Pocket depth alone doesn’t tell the whole story — bleeding on probing, bone loss on X-rays, and clinical attachment level all factor in. But pocket depth is the most immediate, actionable number.
The Conversation to Have With Your Dentist
If you’re told you need a deep cleaning for the first time, ask these questions:
“Can you show me my pocket depth measurements?” A legitimate recommendation for SRP is backed by documented probing depths. If your dentist can’t show you pockets of 4mm or more with bleeding, ask why SRP is being recommended.
“Do I have radiographic bone loss?” SRP is appropriate for periodontitis — which means bone loss should be visible on X-rays, not just pocket depth alone.
“What are my options if I can’t afford the full treatment right now?” Many dentists will work with you on sequencing — starting with the most affected quadrant — or on payment plans.
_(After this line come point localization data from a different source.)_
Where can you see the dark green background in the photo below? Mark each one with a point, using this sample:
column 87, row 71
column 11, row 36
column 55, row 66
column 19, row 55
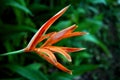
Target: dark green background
column 20, row 19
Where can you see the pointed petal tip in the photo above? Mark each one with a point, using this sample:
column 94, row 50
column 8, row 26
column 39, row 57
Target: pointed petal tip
column 70, row 60
column 70, row 72
column 82, row 48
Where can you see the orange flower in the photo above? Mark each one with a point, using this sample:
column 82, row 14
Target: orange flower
column 47, row 51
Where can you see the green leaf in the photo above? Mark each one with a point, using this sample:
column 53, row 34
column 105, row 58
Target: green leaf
column 93, row 39
column 30, row 74
column 98, row 1
column 19, row 6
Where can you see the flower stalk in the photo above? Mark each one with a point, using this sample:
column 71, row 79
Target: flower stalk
column 47, row 50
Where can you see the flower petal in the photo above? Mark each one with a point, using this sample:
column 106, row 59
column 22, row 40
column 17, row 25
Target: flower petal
column 47, row 53
column 33, row 42
column 57, row 64
column 61, row 51
column 45, row 36
column 59, row 35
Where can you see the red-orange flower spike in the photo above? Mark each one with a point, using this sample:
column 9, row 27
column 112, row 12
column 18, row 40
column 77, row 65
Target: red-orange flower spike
column 47, row 51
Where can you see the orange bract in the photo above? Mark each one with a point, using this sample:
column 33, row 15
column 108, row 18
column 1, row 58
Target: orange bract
column 47, row 50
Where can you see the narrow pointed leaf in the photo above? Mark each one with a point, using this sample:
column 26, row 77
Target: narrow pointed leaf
column 48, row 53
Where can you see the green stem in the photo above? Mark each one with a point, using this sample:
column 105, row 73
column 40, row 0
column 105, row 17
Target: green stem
column 14, row 52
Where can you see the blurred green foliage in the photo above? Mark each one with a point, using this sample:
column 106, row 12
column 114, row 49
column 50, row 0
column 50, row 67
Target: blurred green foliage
column 20, row 19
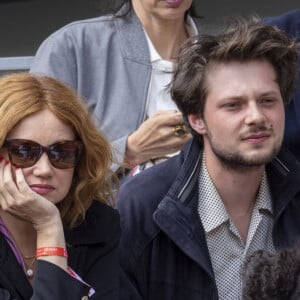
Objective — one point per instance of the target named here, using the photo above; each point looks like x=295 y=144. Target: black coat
x=290 y=23
x=93 y=255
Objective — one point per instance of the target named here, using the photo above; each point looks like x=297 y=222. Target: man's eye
x=268 y=101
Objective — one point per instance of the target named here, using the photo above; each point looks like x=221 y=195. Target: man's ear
x=197 y=123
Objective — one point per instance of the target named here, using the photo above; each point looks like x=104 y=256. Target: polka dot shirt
x=228 y=251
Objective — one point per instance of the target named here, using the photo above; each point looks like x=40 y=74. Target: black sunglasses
x=25 y=153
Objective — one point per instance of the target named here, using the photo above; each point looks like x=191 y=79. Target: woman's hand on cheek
x=17 y=198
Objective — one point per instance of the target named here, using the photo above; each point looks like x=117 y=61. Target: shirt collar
x=154 y=55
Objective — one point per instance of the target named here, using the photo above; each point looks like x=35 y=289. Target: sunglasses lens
x=23 y=154
x=64 y=155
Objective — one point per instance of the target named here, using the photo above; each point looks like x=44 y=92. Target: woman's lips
x=42 y=189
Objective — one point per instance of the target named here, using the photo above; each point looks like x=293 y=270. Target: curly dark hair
x=272 y=276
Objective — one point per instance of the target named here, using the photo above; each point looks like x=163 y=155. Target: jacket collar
x=284 y=177
x=177 y=213
x=133 y=40
x=96 y=228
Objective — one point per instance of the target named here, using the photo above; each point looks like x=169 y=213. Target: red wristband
x=48 y=251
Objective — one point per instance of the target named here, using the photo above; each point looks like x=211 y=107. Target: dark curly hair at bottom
x=272 y=276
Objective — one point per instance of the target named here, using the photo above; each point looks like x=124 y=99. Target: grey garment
x=106 y=60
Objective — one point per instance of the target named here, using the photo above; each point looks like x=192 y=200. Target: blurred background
x=24 y=24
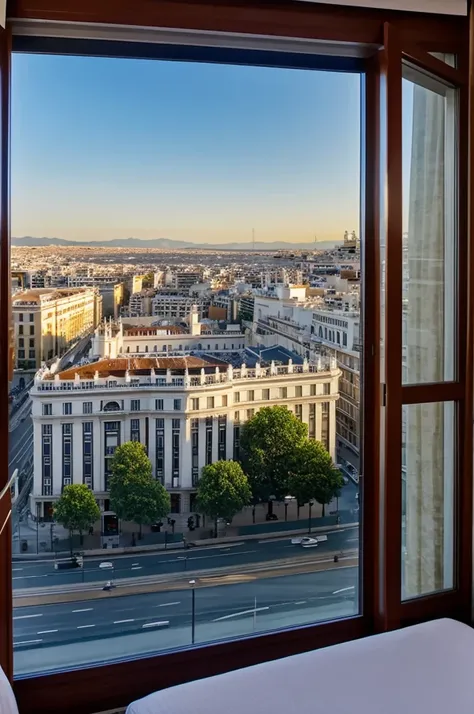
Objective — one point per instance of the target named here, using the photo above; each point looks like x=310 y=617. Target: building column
x=168 y=453
x=98 y=478
x=318 y=417
x=332 y=429
x=215 y=437
x=185 y=457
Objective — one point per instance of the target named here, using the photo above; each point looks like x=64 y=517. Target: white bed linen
x=7 y=700
x=425 y=669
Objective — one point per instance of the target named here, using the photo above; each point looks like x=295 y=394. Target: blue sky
x=107 y=148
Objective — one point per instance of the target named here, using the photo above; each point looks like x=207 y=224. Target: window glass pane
x=430 y=232
x=145 y=338
x=428 y=468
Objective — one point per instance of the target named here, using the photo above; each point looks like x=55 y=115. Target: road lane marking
x=168 y=604
x=208 y=557
x=238 y=614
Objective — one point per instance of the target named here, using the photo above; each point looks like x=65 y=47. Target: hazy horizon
x=106 y=149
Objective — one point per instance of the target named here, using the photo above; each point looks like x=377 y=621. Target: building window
x=134 y=429
x=160 y=449
x=87 y=454
x=195 y=451
x=222 y=435
x=67 y=454
x=175 y=446
x=312 y=421
x=111 y=441
x=208 y=440
x=175 y=506
x=47 y=458
x=325 y=425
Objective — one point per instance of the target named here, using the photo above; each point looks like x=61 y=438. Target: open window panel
x=426 y=439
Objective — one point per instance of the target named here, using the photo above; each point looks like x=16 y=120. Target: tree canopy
x=134 y=494
x=223 y=490
x=76 y=509
x=313 y=475
x=269 y=442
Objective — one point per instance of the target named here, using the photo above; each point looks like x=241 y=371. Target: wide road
x=27 y=574
x=234 y=609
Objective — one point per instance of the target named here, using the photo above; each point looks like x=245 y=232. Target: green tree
x=223 y=490
x=269 y=442
x=314 y=475
x=76 y=509
x=134 y=494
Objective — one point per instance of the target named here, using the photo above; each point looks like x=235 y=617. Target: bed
x=427 y=668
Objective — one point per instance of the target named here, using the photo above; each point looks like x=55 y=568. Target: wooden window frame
x=116 y=684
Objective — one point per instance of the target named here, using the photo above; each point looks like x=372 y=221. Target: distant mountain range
x=168 y=244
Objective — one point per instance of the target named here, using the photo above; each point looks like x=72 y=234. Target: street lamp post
x=193 y=610
x=38 y=506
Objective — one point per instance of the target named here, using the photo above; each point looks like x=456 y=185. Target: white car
x=305 y=542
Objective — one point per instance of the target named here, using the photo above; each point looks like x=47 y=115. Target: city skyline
x=229 y=150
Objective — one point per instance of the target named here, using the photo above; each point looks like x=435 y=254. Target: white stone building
x=187 y=411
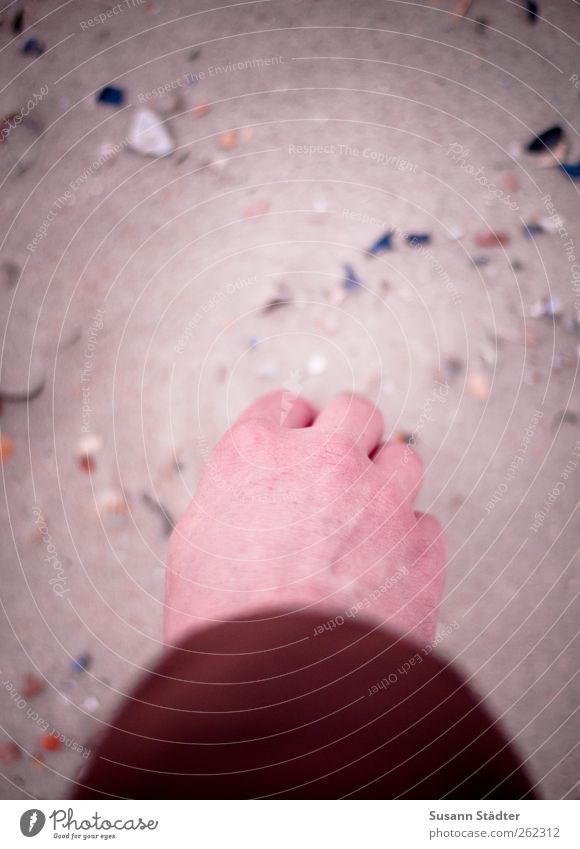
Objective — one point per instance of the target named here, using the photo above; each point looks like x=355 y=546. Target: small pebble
x=50 y=742
x=383 y=243
x=81 y=663
x=33 y=47
x=281 y=300
x=532 y=229
x=111 y=502
x=490 y=239
x=478 y=386
x=87 y=464
x=417 y=239
x=547 y=307
x=511 y=182
x=148 y=136
x=6 y=448
x=351 y=280
x=90 y=444
x=9 y=274
x=18 y=22
x=111 y=96
x=532 y=10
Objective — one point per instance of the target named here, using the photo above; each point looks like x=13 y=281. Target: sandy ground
x=133 y=289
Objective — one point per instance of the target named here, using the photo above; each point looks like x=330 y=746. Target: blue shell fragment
x=383 y=243
x=351 y=279
x=111 y=95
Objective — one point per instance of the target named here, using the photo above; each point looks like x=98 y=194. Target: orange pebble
x=228 y=140
x=87 y=464
x=6 y=447
x=478 y=386
x=50 y=742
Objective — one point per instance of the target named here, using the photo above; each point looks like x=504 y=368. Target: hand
x=302 y=510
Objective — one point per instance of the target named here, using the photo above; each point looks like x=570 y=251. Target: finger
x=432 y=544
x=283 y=408
x=354 y=416
x=402 y=467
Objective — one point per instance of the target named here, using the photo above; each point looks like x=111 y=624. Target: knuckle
x=337 y=449
x=251 y=435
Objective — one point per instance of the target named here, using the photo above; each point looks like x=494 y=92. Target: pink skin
x=306 y=511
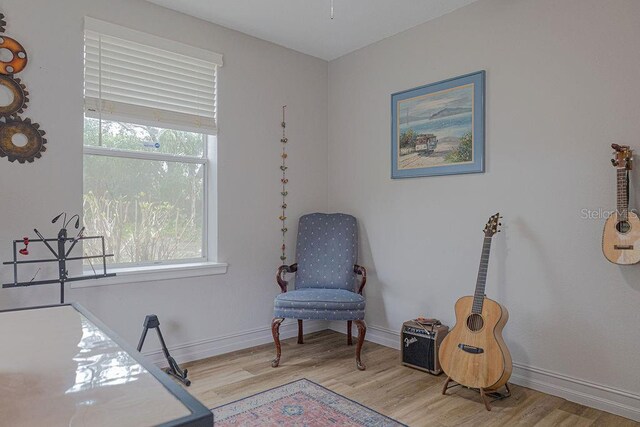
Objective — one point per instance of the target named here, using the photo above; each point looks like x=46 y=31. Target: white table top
x=57 y=368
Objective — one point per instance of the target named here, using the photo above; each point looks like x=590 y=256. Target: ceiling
x=306 y=26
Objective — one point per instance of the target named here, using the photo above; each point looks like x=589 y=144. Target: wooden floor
x=408 y=395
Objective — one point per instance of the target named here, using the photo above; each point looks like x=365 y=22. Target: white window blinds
x=145 y=79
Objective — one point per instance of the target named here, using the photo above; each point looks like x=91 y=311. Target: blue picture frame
x=439 y=128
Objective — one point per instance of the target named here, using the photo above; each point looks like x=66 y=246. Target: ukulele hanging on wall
x=621 y=236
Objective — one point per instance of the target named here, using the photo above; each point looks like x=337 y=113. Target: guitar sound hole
x=475 y=322
x=623 y=227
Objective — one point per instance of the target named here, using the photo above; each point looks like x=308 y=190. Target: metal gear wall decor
x=29 y=151
x=18 y=92
x=11 y=124
x=284 y=181
x=18 y=56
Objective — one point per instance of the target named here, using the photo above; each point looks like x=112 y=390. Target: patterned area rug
x=297 y=404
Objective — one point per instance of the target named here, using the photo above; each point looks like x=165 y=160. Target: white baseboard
x=202 y=349
x=605 y=398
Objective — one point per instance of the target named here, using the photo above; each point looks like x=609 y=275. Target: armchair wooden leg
x=362 y=330
x=275 y=330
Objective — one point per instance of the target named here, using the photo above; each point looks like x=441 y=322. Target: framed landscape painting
x=438 y=129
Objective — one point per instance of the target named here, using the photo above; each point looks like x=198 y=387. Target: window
x=149 y=146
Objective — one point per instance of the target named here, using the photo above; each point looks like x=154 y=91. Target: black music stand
x=61 y=256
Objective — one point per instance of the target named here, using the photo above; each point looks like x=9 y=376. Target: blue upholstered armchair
x=326 y=269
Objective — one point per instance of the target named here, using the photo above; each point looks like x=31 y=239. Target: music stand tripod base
x=152 y=322
x=485 y=394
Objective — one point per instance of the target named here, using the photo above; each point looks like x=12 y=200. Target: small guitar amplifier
x=420 y=343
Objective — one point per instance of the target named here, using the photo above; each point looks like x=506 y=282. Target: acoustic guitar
x=474 y=354
x=621 y=235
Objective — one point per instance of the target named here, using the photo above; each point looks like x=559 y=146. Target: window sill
x=151 y=274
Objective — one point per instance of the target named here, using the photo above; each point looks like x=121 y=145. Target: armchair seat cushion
x=321 y=304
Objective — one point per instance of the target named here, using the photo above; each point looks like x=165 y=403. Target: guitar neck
x=478 y=297
x=623 y=194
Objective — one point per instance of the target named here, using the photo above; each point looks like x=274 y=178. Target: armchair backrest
x=326 y=251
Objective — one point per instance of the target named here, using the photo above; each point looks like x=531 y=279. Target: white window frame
x=207 y=264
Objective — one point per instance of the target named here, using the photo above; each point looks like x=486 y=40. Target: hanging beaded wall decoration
x=20 y=139
x=284 y=181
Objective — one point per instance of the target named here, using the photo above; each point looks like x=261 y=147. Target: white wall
x=562 y=84
x=257 y=79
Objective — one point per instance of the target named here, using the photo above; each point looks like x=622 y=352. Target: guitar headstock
x=491 y=227
x=622 y=157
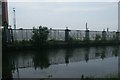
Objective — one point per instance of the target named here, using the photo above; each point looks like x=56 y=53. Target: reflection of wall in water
x=77 y=55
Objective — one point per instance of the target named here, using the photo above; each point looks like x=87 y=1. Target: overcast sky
x=59 y=15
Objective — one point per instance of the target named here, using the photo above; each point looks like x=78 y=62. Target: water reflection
x=14 y=62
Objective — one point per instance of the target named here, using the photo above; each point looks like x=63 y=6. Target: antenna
x=14 y=19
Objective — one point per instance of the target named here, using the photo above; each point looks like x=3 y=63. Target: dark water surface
x=63 y=63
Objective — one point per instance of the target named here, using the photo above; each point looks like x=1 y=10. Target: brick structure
x=4 y=12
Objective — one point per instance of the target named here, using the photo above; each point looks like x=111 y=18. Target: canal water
x=97 y=62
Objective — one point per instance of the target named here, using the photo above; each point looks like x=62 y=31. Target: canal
x=97 y=62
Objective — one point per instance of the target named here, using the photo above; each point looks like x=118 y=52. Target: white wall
x=0 y=40
x=119 y=16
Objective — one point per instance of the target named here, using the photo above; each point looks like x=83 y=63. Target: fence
x=58 y=34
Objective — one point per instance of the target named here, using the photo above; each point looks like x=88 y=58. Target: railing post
x=67 y=34
x=103 y=35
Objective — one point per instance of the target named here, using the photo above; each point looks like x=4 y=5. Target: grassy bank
x=28 y=45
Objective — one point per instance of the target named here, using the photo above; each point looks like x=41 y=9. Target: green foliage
x=40 y=35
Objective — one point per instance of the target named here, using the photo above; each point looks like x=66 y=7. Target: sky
x=61 y=14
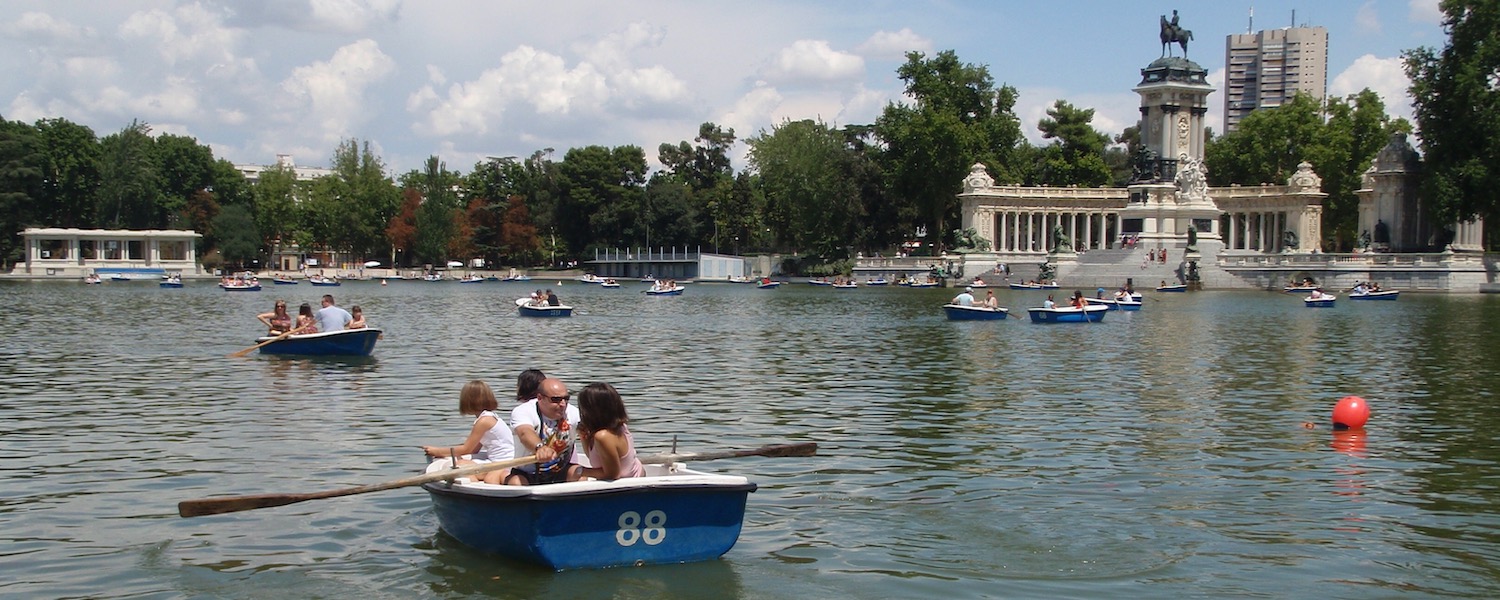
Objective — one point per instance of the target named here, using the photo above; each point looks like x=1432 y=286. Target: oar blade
x=234 y=504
“What maintenance schedule will I need afterward?” Knowing you’ll need 3–4 month visits going forward matters for your budget.
Patients who complete a full course of SRP and maintain their 3–4 month schedule typically stabilize their periodontitis for years. The disease doesn’t disappear, but it’s arrested. Patients who skip maintenance, drift back to twice-yearly cleanings, or substitute prophylaxis for their maintenance visits often end up needing additional SRP or surgery within 2–3 years — restarting the cost cycle. Doing it correctly the first time and maintaining it is genuinely the lower-cost path over a decade.